A financing solution that raised the client’s credibility and traction in the competitive telecoms market
The client
PT Hauwei Tech Investment is a subsidiary of Huawei Technologies (HWI), an Indonesia-based global leader of ICT solutions. The company’s telecom network equipment, IT products and solutions and smart devices are used in 170 countries. Huawei was ranked 228th in the Global Fortune 500 in 2014, based on revenues.
The challenge
HWI signed a long-term contract for the sale of telecoms equipment. The contract value was USD 100m, but the transaction involved financing supply of the first USD 30m of sales. Being a new entity, the buyer wanted a long-term financing. HWI offered the buyer financing in two parts: a medium-term financing under a three-year deferred payment agreement signed between HWI and the buyer; and a longer-term buyer financing solution to be arranged by a Chinese bank to replace medium-term financing.
The solution
Deutsche Bank was involved in the first part of the medium term financing. A total facility of USD 30m with a tenor of three years was secured by issuance of promissory notes from the buyer/obligor, resulting in non-recourse to the seller.
To cover the credit risk of the obligor, Deutsche Bank obtained a corporate guarantee from the obligor’s parent. In addition, the exposure was secured by credit insurance cover to the extent of 90% of each promissory note discounted.
A unique element of this transaction was that the underlying sale transaction occurred under Indonesian law, the financing was structured under Singapore law and the credit cover through insurance was under Chinese law. This transaction was the winner of one of Treasury Today magazine’s Adam Smith Awards.
Benefits for the client
The well-structured bridge finance solution allowed the seller to clinch its selling proposition to its client to eliminate competition. This was important to the client given the obligor wanted longer-term funding. Moreover, organising long-tenor financing without a bridging medium-term financing offer would be difficult.

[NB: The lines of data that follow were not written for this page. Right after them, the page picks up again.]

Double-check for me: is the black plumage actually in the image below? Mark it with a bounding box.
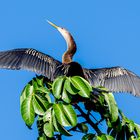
[0,22,140,96]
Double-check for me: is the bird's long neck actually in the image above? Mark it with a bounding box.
[62,34,76,64]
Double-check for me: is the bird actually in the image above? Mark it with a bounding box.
[0,21,140,96]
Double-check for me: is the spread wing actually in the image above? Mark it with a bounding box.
[0,48,61,80]
[83,67,140,96]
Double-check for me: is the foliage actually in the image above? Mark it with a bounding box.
[20,76,140,140]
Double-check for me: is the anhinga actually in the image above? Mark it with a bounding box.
[0,21,140,96]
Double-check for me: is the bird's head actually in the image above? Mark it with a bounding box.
[47,21,72,42]
[48,21,76,63]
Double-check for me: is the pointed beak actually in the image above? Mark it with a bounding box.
[47,20,58,29]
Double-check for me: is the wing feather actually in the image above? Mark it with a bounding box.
[83,67,140,96]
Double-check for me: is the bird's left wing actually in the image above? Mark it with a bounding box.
[0,48,61,80]
[83,67,140,96]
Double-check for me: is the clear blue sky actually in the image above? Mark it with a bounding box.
[0,0,140,140]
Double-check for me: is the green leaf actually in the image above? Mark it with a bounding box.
[52,76,66,99]
[37,87,50,94]
[77,123,88,133]
[62,89,72,103]
[33,94,51,115]
[103,93,118,122]
[53,103,77,126]
[71,76,92,98]
[20,84,34,105]
[128,120,135,133]
[64,77,79,95]
[36,76,44,87]
[135,124,140,137]
[101,135,114,140]
[43,121,54,138]
[43,108,54,138]
[62,104,77,126]
[53,103,71,126]
[82,133,97,140]
[53,115,72,136]
[21,95,35,126]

HWI was able to provide a financing solution to its buyer while avoiding taking any risk onto its own books, including performance risk of its equipment. The deal raised Huawei’s credibility and increased its traction in the highly competitive telecoms market.
The reaction
Nate Zhou, Customer Finance Manager, PT Huawei Tech Investment: “We were very pleased with Deutsche Bank’s world-class solution which enabled Huawei to not only reduce the receivable with a long tenor, but also totally decreased the payment risk of our customer and help us win an important supply contract. Furthermore, Deutsche Bank’s industry expertise significantly helped in developing our business with our strategic banking partner.”